聴覚障害者の人は、障害者ということが気づかれにくい、また、誤解されることが多いということでした。 その男性が自転車に乗って道路を走っていた時、うしろを走っていたタクシーの運転手から何度もクラクションを鳴らされますが、全く気づかず運転手は怒ってしまいます。 また、男性はある大企業の御曹司で重役。 社員とも会話をしますが、相手の口元をよく見てから返事をします。 でも、相手がうしろから話しかけた時は気づきません。

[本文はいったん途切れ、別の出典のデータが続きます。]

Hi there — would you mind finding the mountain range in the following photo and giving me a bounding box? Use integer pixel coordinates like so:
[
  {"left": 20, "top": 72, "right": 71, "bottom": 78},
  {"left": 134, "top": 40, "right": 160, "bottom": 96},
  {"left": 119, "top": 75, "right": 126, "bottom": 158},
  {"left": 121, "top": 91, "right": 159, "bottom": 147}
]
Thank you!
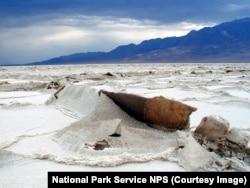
[{"left": 29, "top": 18, "right": 250, "bottom": 65}]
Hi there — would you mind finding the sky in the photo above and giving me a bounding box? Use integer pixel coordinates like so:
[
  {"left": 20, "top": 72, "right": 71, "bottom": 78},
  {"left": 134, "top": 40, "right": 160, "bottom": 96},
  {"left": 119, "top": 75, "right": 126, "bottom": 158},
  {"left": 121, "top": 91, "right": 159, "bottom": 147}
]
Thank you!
[{"left": 0, "top": 0, "right": 250, "bottom": 65}]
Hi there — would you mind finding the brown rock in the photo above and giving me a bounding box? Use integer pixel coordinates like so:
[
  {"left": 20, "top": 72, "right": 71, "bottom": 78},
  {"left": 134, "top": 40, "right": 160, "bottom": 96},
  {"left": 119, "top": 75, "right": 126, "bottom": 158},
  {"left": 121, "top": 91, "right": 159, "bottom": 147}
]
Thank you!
[{"left": 99, "top": 90, "right": 197, "bottom": 130}]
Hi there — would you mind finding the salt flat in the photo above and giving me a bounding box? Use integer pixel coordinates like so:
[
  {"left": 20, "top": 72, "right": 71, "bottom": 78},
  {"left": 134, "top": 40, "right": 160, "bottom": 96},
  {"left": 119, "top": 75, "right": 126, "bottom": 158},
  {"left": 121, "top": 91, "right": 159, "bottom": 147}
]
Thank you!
[{"left": 0, "top": 63, "right": 250, "bottom": 187}]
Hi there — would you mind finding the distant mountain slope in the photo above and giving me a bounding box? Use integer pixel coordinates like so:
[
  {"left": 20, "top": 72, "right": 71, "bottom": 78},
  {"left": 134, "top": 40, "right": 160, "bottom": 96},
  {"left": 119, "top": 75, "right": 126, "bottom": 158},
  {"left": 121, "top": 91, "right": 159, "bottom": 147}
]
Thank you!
[{"left": 32, "top": 18, "right": 250, "bottom": 65}]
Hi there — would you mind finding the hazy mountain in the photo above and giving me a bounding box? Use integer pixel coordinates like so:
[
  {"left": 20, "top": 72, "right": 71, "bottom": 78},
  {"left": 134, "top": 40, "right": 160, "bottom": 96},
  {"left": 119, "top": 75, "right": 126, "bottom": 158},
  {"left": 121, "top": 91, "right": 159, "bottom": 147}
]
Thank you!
[{"left": 29, "top": 18, "right": 250, "bottom": 65}]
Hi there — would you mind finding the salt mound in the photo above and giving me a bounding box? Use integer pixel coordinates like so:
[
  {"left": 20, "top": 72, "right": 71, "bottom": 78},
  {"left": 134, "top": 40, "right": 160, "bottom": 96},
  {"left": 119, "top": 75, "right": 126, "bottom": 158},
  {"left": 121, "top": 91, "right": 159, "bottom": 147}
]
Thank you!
[
  {"left": 50, "top": 95, "right": 176, "bottom": 166},
  {"left": 47, "top": 85, "right": 98, "bottom": 118},
  {"left": 177, "top": 131, "right": 225, "bottom": 171}
]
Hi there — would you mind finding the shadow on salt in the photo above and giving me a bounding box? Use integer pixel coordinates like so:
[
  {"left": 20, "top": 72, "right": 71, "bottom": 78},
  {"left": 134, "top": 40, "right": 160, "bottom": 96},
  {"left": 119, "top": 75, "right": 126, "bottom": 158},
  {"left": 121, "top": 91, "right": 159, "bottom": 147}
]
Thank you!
[{"left": 42, "top": 86, "right": 249, "bottom": 171}]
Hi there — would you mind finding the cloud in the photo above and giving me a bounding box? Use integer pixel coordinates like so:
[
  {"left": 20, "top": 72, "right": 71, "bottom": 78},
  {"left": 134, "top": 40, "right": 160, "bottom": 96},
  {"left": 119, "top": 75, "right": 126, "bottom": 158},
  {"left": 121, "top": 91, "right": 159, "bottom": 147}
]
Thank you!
[
  {"left": 0, "top": 15, "right": 216, "bottom": 63},
  {"left": 0, "top": 0, "right": 250, "bottom": 64}
]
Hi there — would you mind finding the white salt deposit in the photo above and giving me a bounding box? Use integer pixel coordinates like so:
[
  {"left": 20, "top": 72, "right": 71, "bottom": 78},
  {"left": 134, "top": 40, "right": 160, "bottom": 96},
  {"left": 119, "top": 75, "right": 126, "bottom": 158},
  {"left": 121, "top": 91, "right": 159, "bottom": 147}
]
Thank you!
[{"left": 0, "top": 64, "right": 250, "bottom": 187}]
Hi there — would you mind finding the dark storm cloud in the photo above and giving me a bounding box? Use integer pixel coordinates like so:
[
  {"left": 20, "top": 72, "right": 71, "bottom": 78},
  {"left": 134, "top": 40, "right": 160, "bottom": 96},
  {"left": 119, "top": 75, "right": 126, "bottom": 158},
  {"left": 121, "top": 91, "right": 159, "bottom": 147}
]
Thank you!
[
  {"left": 0, "top": 0, "right": 250, "bottom": 64},
  {"left": 0, "top": 0, "right": 250, "bottom": 22}
]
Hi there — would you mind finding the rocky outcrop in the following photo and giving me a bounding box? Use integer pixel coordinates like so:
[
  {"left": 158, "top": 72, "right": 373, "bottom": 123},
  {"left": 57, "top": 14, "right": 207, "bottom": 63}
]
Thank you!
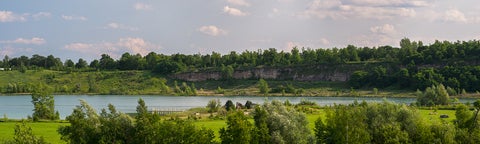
[{"left": 172, "top": 65, "right": 360, "bottom": 82}]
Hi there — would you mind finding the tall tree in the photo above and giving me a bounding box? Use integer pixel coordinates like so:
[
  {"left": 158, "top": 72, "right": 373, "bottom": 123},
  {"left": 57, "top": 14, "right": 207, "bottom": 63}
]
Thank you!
[
  {"left": 32, "top": 84, "right": 60, "bottom": 121},
  {"left": 219, "top": 111, "right": 253, "bottom": 144}
]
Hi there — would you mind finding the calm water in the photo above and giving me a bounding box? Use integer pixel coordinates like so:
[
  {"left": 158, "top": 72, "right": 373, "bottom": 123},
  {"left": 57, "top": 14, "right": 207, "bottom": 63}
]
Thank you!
[{"left": 0, "top": 95, "right": 475, "bottom": 119}]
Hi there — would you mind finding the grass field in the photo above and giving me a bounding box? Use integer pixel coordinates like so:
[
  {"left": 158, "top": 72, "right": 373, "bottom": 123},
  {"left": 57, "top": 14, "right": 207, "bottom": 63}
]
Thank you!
[
  {"left": 0, "top": 122, "right": 69, "bottom": 144},
  {"left": 0, "top": 110, "right": 455, "bottom": 143},
  {"left": 0, "top": 70, "right": 426, "bottom": 97}
]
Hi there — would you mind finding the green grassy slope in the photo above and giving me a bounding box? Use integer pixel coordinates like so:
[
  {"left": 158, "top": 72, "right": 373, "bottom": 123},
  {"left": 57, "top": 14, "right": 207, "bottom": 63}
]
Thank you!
[
  {"left": 0, "top": 110, "right": 455, "bottom": 143},
  {"left": 0, "top": 70, "right": 420, "bottom": 97}
]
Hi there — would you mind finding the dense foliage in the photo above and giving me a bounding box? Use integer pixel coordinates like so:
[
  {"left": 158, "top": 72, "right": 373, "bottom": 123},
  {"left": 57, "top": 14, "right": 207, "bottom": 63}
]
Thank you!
[
  {"left": 32, "top": 84, "right": 60, "bottom": 121},
  {"left": 0, "top": 38, "right": 480, "bottom": 92},
  {"left": 417, "top": 84, "right": 450, "bottom": 106},
  {"left": 315, "top": 101, "right": 480, "bottom": 143},
  {"left": 220, "top": 101, "right": 315, "bottom": 144},
  {"left": 4, "top": 121, "right": 48, "bottom": 144},
  {"left": 58, "top": 99, "right": 214, "bottom": 144}
]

すると、社員は「無視された」と誤解してしまいます。 この男性は、自分の声を発することができたので、社員は聴覚障害者と知らずに誤解していました。 対面の会話は、訓練によって相手の口元を見て何とか成立しています。 しかし、電話は相手の口元が見えないので会話は成立しません。 ただ、この男性が使っていた携帯電話システムがあるのです。 光によって、携帯に電話がかかってきたことが知らされます。

その後、相手が何をしゃべっているのか文字に変換され、その文字を男性が読んで相手の言葉を理解し、その男性も携帯を通して言葉を発することで成立します。 ただ、この男性が使っていたシステムはこれだけでした。

携帯を持つそれだけで用事が済むのであれば、不便さはあまりないのかもしれません。 でも、携帯がない場合や、固定電話での会話はむずかしいと考えられます。 ファックス機能が備わっていれば、伝えたいことを紙に書きFAXを通して相手に知らせることは可能ですね。 現代はネット社会なので、電話回線を使わなくても、インターネット回線を利用してメールの送受信環境があれば、いつでもどこからでもメールでFAXに届いた内容を確認することができます。 また、相手のFAX機器あてに書類を送信することも可能なのです。

このシステムは、現在、日本では既に多くの企業が利用しています。 消耗品や通信費の削減として。 聴覚障害者の方の中にも、ファックスを利用されている方が多いのではないでしょうか。 ドラマの中でこのようなシーンはありませんでしたが、せっかく、大企業の御曹司という設定だったので、この男性がこのようなFAXのシステムを利用していたシーンも見たかったなという気もしました。